A culinária nortista, por exemplo, é rica em elementos da cultura indígena, como a maniçoba e a utilização do tucupi em pratos típicos. Frutos como o caju e a acerola eram consumidos pelos indígenas, e os seus respectivos nomes tiveram origem nas línguas tupi.


Portanto, se você leitor gosta de tomar açaí, guaraná e comer uma tapioca, saiba que estas são heranças dos hábitos alimentares indígenas. E quando estiver relaxando numa rede, mais uma herança indígena, aproveite para refletir sobre o quanto aqueles que chegaram primeiro ao nosso país foram e continuam sendo desrespeitados.


Descolonizando saberes


"É importante que exista no ambiente educacional espaço de discussão sobre as questões indígenas. Os povos indígenas são verdadeiramente os primeiros habitantes do nosso país. São as pessoas que têm uma história de ligação com a nossa floresta, com a nossa terra, e que precisa ser conhecida. Há um desconhecimento sobre esses povos. Pouco ou nada temos nos nossos currículos escolares sobre a cultura indígena, para que a gente conheça os costumes, as formas de ser e estar no mundo, que se diferem bastante da forma que a maioria da população brasileira vive. Conhecer esses povos, respeitá-los e valorizá-los, é fundamental," reflete Rosana Machado, pró-reitora de Extensão do IF Sudeste MG.
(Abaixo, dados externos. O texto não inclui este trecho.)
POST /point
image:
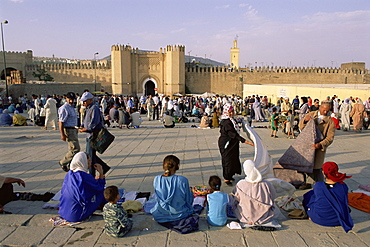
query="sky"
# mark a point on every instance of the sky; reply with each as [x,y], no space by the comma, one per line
[298,33]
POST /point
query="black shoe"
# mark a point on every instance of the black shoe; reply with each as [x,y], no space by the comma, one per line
[263,228]
[106,168]
[64,167]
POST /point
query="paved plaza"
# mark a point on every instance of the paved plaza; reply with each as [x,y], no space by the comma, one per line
[136,158]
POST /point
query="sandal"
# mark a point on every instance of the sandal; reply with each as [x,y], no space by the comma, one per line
[228,182]
[263,228]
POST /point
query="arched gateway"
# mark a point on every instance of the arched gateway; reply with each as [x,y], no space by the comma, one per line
[163,70]
[150,86]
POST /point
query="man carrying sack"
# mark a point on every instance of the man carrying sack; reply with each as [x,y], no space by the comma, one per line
[326,126]
[68,131]
[93,123]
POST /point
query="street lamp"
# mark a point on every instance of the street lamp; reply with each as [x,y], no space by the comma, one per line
[2,38]
[96,53]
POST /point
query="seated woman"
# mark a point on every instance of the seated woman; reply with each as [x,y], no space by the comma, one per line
[254,197]
[168,121]
[5,119]
[174,198]
[327,203]
[18,119]
[6,190]
[204,122]
[81,193]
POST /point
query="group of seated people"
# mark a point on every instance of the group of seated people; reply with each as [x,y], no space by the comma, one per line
[120,116]
[16,120]
[251,201]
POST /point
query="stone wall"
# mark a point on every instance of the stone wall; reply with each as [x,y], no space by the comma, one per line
[50,88]
[75,73]
[222,80]
[273,92]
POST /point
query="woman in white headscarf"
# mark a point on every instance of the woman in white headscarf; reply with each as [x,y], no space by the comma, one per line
[81,193]
[257,111]
[345,110]
[228,143]
[254,197]
[357,115]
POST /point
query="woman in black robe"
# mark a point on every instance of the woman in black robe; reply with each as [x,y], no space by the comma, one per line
[228,144]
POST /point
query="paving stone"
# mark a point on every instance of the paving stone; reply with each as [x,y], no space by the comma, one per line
[196,236]
[14,219]
[187,243]
[258,238]
[153,238]
[218,238]
[288,238]
[41,220]
[5,231]
[59,236]
[347,239]
[129,239]
[27,236]
[85,237]
[317,239]
[136,158]
[95,222]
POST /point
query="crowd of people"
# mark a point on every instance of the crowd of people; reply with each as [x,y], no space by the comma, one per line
[252,200]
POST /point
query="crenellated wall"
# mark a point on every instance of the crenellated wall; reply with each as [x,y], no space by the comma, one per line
[133,69]
[225,80]
[76,73]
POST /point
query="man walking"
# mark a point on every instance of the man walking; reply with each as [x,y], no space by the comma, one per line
[93,122]
[68,130]
[327,128]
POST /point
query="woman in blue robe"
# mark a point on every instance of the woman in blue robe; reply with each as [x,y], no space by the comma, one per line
[5,118]
[81,193]
[174,198]
[327,203]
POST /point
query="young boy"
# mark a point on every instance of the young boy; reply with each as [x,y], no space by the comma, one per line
[274,122]
[117,223]
[289,125]
[216,203]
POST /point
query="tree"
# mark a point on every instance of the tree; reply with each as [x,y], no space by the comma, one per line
[42,75]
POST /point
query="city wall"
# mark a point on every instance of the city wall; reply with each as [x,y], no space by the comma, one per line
[223,80]
[273,92]
[50,88]
[76,73]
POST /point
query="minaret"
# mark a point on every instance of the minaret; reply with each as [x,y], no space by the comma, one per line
[234,54]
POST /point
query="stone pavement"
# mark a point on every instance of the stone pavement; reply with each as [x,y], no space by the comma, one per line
[136,157]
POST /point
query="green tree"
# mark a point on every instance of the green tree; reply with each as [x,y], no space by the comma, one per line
[42,75]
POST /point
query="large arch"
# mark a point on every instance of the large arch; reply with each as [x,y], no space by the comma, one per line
[149,86]
[8,69]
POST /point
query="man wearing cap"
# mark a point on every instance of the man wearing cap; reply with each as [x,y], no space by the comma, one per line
[114,115]
[285,106]
[326,127]
[51,113]
[93,122]
[68,130]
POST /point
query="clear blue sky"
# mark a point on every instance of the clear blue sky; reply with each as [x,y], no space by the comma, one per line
[285,32]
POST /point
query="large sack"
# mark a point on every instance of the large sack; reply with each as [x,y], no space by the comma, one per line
[300,156]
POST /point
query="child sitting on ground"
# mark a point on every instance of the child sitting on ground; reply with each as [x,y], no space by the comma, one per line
[117,222]
[289,125]
[216,203]
[274,122]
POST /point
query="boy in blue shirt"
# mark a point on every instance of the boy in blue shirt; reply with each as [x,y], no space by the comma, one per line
[117,222]
[216,203]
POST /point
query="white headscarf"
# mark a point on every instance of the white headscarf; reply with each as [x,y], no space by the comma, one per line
[251,172]
[79,163]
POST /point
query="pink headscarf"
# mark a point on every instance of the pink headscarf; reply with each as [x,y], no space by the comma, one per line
[227,107]
[330,170]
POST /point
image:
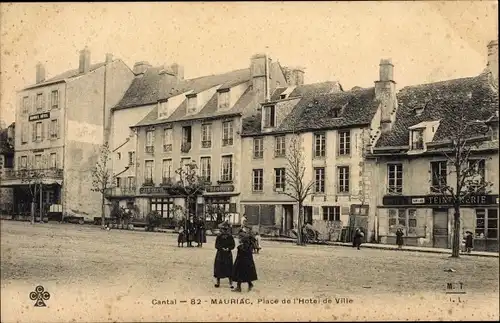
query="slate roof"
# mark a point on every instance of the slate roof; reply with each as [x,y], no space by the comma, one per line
[440,101]
[315,111]
[64,76]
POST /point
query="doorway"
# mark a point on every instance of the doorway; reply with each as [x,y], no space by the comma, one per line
[440,228]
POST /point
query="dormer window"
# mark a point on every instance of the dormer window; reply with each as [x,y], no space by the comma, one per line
[223,99]
[269,116]
[192,104]
[417,139]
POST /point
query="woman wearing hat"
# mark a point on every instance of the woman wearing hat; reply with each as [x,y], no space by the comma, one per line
[244,267]
[223,265]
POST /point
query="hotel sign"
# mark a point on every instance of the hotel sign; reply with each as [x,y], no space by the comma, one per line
[437,200]
[39,116]
[219,189]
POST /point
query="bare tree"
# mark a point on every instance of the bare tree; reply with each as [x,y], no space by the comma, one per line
[33,178]
[296,186]
[466,138]
[102,177]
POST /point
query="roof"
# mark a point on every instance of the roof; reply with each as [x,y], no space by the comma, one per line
[65,76]
[440,101]
[197,85]
[315,111]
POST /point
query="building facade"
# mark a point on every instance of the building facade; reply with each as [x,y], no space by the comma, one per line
[61,124]
[333,127]
[200,120]
[411,163]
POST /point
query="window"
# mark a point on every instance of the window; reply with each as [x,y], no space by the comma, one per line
[319,175]
[39,102]
[331,213]
[167,140]
[24,162]
[279,146]
[438,175]
[258,147]
[37,132]
[279,179]
[53,160]
[150,139]
[319,145]
[24,133]
[343,184]
[54,99]
[344,142]
[223,100]
[395,178]
[38,161]
[131,158]
[206,135]
[54,129]
[417,139]
[206,169]
[269,116]
[166,170]
[403,218]
[258,177]
[26,104]
[227,133]
[227,168]
[148,171]
[165,207]
[486,223]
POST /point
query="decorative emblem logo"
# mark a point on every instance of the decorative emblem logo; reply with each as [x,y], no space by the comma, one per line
[39,295]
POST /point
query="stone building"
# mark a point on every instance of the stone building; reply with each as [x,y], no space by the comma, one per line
[61,122]
[200,120]
[409,162]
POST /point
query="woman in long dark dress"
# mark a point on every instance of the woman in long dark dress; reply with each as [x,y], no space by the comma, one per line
[223,265]
[244,270]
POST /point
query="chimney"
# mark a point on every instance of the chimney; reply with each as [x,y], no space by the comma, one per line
[259,73]
[178,71]
[109,58]
[40,73]
[84,65]
[141,67]
[385,93]
[493,59]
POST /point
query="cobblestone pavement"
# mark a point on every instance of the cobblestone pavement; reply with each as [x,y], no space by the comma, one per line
[96,275]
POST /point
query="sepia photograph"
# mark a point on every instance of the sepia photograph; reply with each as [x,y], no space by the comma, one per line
[249,161]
Se mesmo diante de tanta riqueza, é uma imagem negativa que nos vem à cabeça no Dia dos povos indígenas,  é preciso refletir, conhecer, mobilizar, para então, valorizar. E trazer as questões indígenas para o ambiente educacional pode ser o caminho mais curto rumo a valorização desses povos:


Para Bia Possato, professora do Núcleo de Literatura do Campus Santos Dumont e presidente do NEABI de lá, dar espaço para discutir as questões indígenas no ambiente educativo é uma questão de direito, de igualdade, de reconhecimento, de preservação da natureza e de conservação da cultura dos povos que são originários:  "Infelizmente, os povos indígenas foram subjugados ao longo da história e seu extermínio continua acontecendo paulatinamente, a partir de políticas neoliberais que tentam aniquilar suas culturas, seus saberes, seus modos de vida, facilitando a invasão de suas terras e a contaminação de suas águas. O que vemos são políticas que visam muito mais o desenvolvimento nada sustentável, o 'progresso', do que o que nos constitui como seres humanos", afirma Bia.
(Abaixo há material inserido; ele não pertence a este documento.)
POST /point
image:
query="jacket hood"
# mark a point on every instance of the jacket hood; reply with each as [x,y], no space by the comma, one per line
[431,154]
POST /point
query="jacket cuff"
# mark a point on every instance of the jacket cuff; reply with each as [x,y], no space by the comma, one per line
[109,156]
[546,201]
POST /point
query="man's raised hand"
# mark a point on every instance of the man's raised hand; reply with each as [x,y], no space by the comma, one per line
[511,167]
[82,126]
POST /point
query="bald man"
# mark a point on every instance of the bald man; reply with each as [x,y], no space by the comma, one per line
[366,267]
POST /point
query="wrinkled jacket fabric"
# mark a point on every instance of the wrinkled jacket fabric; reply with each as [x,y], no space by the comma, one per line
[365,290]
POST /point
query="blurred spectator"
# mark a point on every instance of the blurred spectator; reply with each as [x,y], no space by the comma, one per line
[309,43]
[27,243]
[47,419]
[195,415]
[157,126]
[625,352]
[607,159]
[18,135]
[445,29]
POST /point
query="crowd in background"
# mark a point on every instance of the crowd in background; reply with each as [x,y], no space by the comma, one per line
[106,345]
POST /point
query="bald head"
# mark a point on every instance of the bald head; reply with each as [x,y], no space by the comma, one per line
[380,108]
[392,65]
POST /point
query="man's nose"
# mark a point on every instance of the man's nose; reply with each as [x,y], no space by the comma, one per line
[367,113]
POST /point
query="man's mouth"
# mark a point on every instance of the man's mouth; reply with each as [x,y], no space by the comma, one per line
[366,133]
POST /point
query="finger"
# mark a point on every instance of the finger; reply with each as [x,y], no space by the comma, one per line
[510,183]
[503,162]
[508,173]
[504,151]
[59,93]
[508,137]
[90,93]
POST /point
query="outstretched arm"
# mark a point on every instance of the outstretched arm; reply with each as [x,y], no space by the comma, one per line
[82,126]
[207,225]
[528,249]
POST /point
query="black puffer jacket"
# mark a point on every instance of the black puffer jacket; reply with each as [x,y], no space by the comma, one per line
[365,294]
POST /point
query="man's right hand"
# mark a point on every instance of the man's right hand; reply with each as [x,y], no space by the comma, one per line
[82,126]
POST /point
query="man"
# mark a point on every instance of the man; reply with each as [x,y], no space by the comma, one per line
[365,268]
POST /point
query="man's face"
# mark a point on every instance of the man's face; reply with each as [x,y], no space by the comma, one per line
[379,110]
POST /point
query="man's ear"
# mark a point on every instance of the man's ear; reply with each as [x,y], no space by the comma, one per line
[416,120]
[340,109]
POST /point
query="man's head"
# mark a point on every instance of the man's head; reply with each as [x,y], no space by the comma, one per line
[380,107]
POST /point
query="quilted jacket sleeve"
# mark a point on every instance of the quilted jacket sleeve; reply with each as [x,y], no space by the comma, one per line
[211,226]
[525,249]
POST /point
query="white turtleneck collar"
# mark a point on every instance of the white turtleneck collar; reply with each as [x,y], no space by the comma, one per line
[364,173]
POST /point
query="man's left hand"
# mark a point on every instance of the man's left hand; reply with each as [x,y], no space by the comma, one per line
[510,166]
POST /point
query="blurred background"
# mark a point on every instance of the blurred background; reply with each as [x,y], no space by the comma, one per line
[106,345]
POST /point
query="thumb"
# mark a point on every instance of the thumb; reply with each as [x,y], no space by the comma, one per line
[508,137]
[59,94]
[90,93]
A professora alerta que, apesar de toda a riqueza cultural, os indígenas foram e continuam sendo desrespeitados no nosso país. Para ela, mudar esta realidade passa necessariamente pela descolonização dos saberes:


"Os povos indígenas, em toda sua diversidade, com toda sua riqueza cultural e preservação ambiental de seus territórios, foram, ao longo dos anos, mais do que desprotegidos legalmente, foram explorados, e houve uma tentativa clara de indigenocidio. Apesar de tantas reivindicações e lutas, os povos indígenas permaneceram à margem da sociedade, pois a tentativa do projeto neoliberal sempre foi da aculturação colonizadora. O desconhecimento dos não indígenas sobre os modos de vida, culturas, crenças, saberes dos povos indígenas colabora para que esse extermínio continue acontecendo, pois perpetua a imagem de um indígena do passado, quiçá que nunca tenha existido, ligado ao selvagem, ao exótico e muitas vezes, ao ignorante que trocou suas terras por um espelho (imagem que é continuamente reproduzida nas escolas)", reflete a docente.
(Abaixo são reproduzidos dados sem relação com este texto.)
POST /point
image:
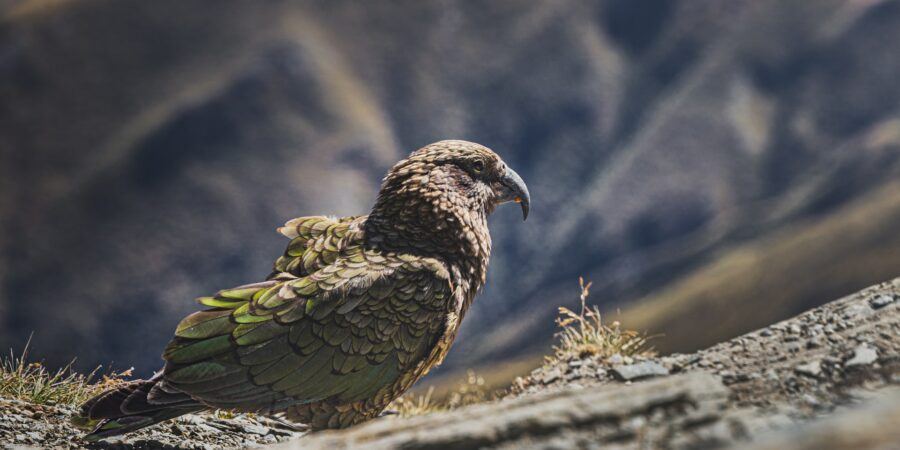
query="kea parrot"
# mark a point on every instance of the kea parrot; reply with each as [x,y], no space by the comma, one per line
[354,313]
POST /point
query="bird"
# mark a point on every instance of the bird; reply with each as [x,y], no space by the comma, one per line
[355,311]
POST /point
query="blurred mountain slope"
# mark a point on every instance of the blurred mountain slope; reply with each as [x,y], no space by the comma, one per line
[148,149]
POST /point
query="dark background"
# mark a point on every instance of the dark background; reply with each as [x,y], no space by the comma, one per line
[712,166]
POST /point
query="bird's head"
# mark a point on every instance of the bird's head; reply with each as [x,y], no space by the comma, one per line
[449,185]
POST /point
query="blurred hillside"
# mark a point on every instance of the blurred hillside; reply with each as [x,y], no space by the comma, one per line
[720,164]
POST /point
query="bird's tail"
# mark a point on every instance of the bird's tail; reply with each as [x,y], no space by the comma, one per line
[131,407]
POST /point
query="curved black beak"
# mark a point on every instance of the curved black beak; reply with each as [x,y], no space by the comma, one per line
[513,189]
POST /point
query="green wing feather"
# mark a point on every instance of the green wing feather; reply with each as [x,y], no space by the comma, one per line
[342,326]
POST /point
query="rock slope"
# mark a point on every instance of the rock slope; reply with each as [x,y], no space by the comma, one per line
[767,389]
[828,378]
[27,425]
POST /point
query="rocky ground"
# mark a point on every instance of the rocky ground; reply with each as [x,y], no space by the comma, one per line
[829,378]
[26,425]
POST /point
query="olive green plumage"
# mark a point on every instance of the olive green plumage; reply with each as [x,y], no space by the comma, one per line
[356,310]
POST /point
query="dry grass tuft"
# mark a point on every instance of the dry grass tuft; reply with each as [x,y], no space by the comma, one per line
[34,383]
[584,334]
[470,391]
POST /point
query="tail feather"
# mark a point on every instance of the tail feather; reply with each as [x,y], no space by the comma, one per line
[134,406]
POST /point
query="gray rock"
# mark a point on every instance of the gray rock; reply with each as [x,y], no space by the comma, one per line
[638,371]
[864,354]
[551,375]
[810,369]
[880,301]
[256,429]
Nesse sentido, a educação tem o papel fundamental de descolonizar os saberes e trazer ao debate as resistências e lutas dos povos indígenas nos dias atuais, bem como todas as potencialidades de suas culturas e saberes. Vemos ao longo dos anos as imagens estereotipadas que os não indígenas carregam dos povos indígenas, frutos do pensamento colonial que sempre os inferiorizou, e, segundo Bia, nas instituições educativas não poderia ser diferente:


"Por esse motivo, é de extrema importância que haja espaços de debate no IF Sudeste MG, promovidos pelos NEABIs ou não, que tratem das existências, das resistências, das lutas históricas e dos modos de vida dos povos indígenas, entre outros, preferencialmente a partir de suas próprias narrativas. Essas discussões devem fazer parte do currículo. Apenas trabalhar a história dos povos indígenas, com uma imagem congelada do passado, não irá contribuir para que tenhamos uma sociedade mais equânime e inclusiva. Para isso é necessário que a educação se descolonize e passe a valorizar os saberes milenares de nossos povos originários. Embora haja muitos autores indígenas que têm produzido uma material riquíssimo, esses saberes normalmente são orais e, portanto, é muito mais interessante obtê-los por meio das narrativas dos próprios indígenas. Por esse motivo, é importante se ampliem os espaços que possibilitem as narrativas dos próprios indígenas. Espaços que possam favorecer o debate, a quebra de paradigmas e romper com a invisibilidade que sempre foram submetidos", propõe Beatris.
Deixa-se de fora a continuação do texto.